First, let me tell you that you are not alone. Take a look at these statistics. I think you will be alarmed!

According to a report commissioned by Congress (2004), 70 million individuals visit pornographic websites each week. 11 million are under 18 years of age.

According to a survey conducted by the Barna Group in the U.S. in 2014:

  • 63% of men ages 18-30 watch porn several times per week.
  • 38% of men 31-49 watch porn several times per week.
  • 25% of men 50-68 watch porn several times per week.
  • 55% of married men say they watch porn at least once a month compared to 70% of single guys.

According to sociologist Dr. Jill Manning, the research indicates pornography consumption is associated with the following six trends:

  • Increased marital distress, and risk of separation and divorce.
  • Decreased marital intimacy and sexual satisfaction.
  • Infidelity
  • Increased appetite for more graphic types of porn and sexual activity associated with abusive, illegal and unsafe practices.
  • Devaluation of monogamy, marriage, and child rearing.
  • An increasing number of people struggling with compulsive and addictive sexual behavior.

The American Academy of Matrimonial Lawyers reported the following as the most salient factors present in divorce cases (These statistics are from 2002 and I would guess are much higher now in 2016).

  • 68% of divorces involved on party meeting a new lover over the internet.
  • 56% involved one party having “an obsessive interest in pornographic websites.”
  • 47% involved spending excessive time on the computer.
  • 33% involved excessive time spent in chat rooms

The Journal of Social and Clinical Psychology (31, No. 4 (2012): 410-438) Reports the following:

Five different studies were analyzed and concluded that there is a consistent pattern of results that prove more pornography consumption is associated with more weakened commitment to one’s relationship partner.

Sexual Addiction & Compulsivity 13 (2006): 247-267

TEENS

  • 71% of teens intentionally lie to their parents about what they watch on their computers and phones.
  • 32% of teens admit to intentionally accessing nude or pornographic content online.
  • 43% of teens intentionally seeking porn watch on a weekly basis.
  • Only 12% of parents knew their teens were watching porn.

In 2008, more than 560 college students responded to an online survey:

  • 93% of boys and 62% of girls were exposed to porn before age 18.
  • 14% of boys and 9% of girls were exposed to porn before age 13.
  • 83% of boys and 57% of girls have viewed group sex online.
  • 69% of boys and 55% of girls have viewed same sex intercourse online.
  • 39% of boys and 23% of girls have viewed sexual bondage online.
  • 32% of boys and 18% of girls have seen bestiality online.
  • 18% of boys and 10% of girls have seen rape or sexual violence online.
  • 15% of boys and 9 % of girls have seen child pornography online.
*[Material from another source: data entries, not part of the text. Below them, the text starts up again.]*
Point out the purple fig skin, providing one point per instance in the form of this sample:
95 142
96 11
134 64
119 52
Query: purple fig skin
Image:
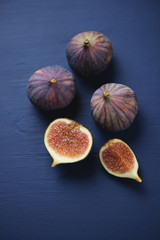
114 106
89 53
51 88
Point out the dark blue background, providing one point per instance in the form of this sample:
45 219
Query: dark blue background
77 201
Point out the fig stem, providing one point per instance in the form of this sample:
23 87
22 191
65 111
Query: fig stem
106 94
54 163
138 179
86 42
53 80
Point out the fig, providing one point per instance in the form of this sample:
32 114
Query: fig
89 53
67 141
51 88
114 106
118 159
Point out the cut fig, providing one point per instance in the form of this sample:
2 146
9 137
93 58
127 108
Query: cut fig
67 141
119 160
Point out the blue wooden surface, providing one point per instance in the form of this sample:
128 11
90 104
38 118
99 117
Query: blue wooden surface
77 201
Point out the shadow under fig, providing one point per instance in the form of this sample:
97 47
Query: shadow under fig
128 135
107 76
81 170
68 112
131 184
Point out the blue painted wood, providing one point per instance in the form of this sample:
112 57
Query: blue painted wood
77 201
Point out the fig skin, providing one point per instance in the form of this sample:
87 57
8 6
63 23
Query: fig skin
114 106
51 88
89 53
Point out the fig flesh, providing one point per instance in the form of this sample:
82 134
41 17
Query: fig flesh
119 160
67 141
51 88
89 53
114 106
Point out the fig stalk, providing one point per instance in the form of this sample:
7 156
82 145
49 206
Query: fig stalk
106 94
53 80
86 42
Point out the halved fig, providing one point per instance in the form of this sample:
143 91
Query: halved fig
119 160
67 141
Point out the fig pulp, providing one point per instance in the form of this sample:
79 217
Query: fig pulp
114 106
67 141
89 53
51 88
119 160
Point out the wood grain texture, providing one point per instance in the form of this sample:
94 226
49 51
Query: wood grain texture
77 201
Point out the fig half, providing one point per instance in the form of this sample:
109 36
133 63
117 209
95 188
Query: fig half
89 53
114 106
119 160
67 141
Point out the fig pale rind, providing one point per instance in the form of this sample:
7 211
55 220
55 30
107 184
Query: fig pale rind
114 106
67 141
89 53
51 88
119 160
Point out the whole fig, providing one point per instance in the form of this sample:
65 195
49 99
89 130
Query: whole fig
51 88
114 106
89 53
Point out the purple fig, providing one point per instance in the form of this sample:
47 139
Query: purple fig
51 88
114 106
89 53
According to a survey published in the Journal of Adolescent Health in August 2009:

96% of teens interviewed had internet access and 55% had visited sexually explicit websites.

Adolescents exposed to these sites are more likely to have multiple lifetime sexual partners, more likely to have had more than one sexual partner in the last 3 months, and more likely to have used alcohol or other substances at their last sexual encounter.